Divorce jurisdiction was handled in a variety of informal ways until 1986 when a "Family Law Master" system was established, making "recommended decisions" to the judge. This system proved unsatisfactory and was replaced with the West Virginia Family Courts in 2000, and Circuit Court were assigned appellate jurisdiction in such matters.

Prior to the 2000 elections, judges were elected in a form of "jungle" election with a single election for all seats. For example, in Kanawha County, voters were asked to vote for "not more than seven" and the top seven won election. This was replaced with numbered divisions in multi-judge circuits, with a separate vote for one election in each division, so judges do not have to run against one another for re-election.

West Virginia's Judiciary includes a Business Court Division. The Business Court Division (BCD) was created by the Supreme Court of Appeals adoption of Trial Court Rule 29 in September 2012, and the BCD formally opened in October 2012, with Judge Christopher C. Wilkes as the first BCD chair.
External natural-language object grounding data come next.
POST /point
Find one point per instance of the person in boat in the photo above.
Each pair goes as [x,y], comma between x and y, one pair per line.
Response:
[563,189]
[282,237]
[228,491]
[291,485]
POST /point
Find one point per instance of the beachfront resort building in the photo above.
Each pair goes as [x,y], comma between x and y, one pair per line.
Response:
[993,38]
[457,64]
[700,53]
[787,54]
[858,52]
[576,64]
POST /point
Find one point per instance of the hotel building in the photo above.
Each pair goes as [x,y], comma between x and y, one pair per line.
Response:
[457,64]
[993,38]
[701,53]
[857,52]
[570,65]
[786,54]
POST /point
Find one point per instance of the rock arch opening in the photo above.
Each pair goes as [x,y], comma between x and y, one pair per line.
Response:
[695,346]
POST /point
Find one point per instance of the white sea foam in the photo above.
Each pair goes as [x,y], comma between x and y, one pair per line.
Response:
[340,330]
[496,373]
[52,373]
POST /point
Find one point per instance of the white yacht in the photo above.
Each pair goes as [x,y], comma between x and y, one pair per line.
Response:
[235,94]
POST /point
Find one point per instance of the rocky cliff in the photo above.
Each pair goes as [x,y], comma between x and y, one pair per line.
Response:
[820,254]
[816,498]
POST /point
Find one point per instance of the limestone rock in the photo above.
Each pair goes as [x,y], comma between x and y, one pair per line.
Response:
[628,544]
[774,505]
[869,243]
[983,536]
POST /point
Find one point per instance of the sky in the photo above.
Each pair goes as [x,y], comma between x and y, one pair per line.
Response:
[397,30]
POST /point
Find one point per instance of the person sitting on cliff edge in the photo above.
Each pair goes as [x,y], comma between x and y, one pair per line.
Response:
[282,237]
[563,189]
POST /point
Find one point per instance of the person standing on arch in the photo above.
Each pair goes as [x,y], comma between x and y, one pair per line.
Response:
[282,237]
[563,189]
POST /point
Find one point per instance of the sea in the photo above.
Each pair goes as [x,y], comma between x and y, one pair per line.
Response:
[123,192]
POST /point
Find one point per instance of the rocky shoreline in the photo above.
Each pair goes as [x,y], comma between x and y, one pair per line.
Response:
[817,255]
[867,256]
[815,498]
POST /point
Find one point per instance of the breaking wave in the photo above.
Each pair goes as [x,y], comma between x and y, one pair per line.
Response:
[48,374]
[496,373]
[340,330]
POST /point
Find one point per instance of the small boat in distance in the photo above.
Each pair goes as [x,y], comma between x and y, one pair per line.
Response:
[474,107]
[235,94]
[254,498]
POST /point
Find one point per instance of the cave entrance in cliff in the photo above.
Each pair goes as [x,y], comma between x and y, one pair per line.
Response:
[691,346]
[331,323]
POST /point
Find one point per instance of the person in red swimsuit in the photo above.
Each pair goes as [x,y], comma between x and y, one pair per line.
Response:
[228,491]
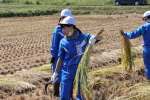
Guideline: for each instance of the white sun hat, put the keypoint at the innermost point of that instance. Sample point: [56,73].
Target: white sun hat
[66,12]
[147,13]
[68,20]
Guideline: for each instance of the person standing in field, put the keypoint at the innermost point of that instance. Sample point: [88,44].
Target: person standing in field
[71,49]
[143,31]
[57,36]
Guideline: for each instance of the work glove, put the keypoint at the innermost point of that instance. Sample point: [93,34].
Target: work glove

Beginning with the 2016 elections, judges were elected on a non-partisan basis and the election was moved from a primary in May and a general election in November to a single election in May, giving newly elected judges more time to wind up their practices. The judges elected in the non-partisan election held May 10, 2016 and took office January 1, 2017.
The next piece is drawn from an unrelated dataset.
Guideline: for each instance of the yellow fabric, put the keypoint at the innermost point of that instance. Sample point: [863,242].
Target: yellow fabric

Map of the judicial circuits as of 2025

==List of circuits effective January 1, 2025==

- First – Hancock, Brooke and Ohio counties (four judges)
- Second – Marshall, Wetzel and Tyler counties (two judges)
- Third – Ritchie, Doddridge, Wirt and Pleasants counties (two judges, provided that no more than one may be a resident of the same county)
- Four – Wood (three judges)
- Fifth – Calhoun, Jackson, Mason and Roane counties (three judges, provided that one judge shall be a resident of Jackson, one of Mason, and one of either Calhoun or Roane)
- Sixth – Cabell County (four judges)
- Seventh – Putnam County (two judges)
- Eighth – Kanawha County (eight judges)
- Ninth – Boone and Lincoln counties (two judges)
- Tenth – Wayne County (two judges)
- Eleventh – Logan County and Mingo County (three judges, provided that two shall be residents of Logan and one of Mingo)
- Twelfth – Wyoming County and McDowell County (two judges, provided that one shall be a resident of each county)
- Thirteenth – Mercer County (three judges)
- Fourteenth – Raleigh County (four judges)
- Fifteenth –Fayette County (two judges)
- Sixteenth – Nicholas County (two judges)
- Seventeenth – Braxton, Clay, Gilmer, and Webster counties (two judges, provided that no more than one may be a resident of the same county)
- Eighteenth – Lewis and Upshur counties (two judges, provided that one shall be a resident of each county)
- Nineteenth –Harrison County (three judges)
- Twentieth – Marion County (two judges)
- Twenty-First – Monongalia County (three judges)
- Twenty-Second – Preston County and Tucker counties (two judges)
- Twenty-Third –Barbour and Taylor counties (two judges)
- Twenty-Fourth – Randolph County (two judges)
- Twenty-Fifth –Grant and Mineral (two judges)
- Twenty-Sixth – Hampshire, Hardy and Pendleton counties (two judges)
- Twenty-Seventh –Berkeley, and Morgan counties (five judges)
- Twenty-Eighth – Jefferson (two judges)
- Twenty-Ninth – Greenbrier and Pocahontas counties (two judges)
- Thirtieth – Monroe and Summers counties (one judge)
The Circuit Court of Raleigh County is a court of concurrent jurisdiction over the Thirtieth Circuit, the only circuit with only one judge, when the judge is unavailable for any reason.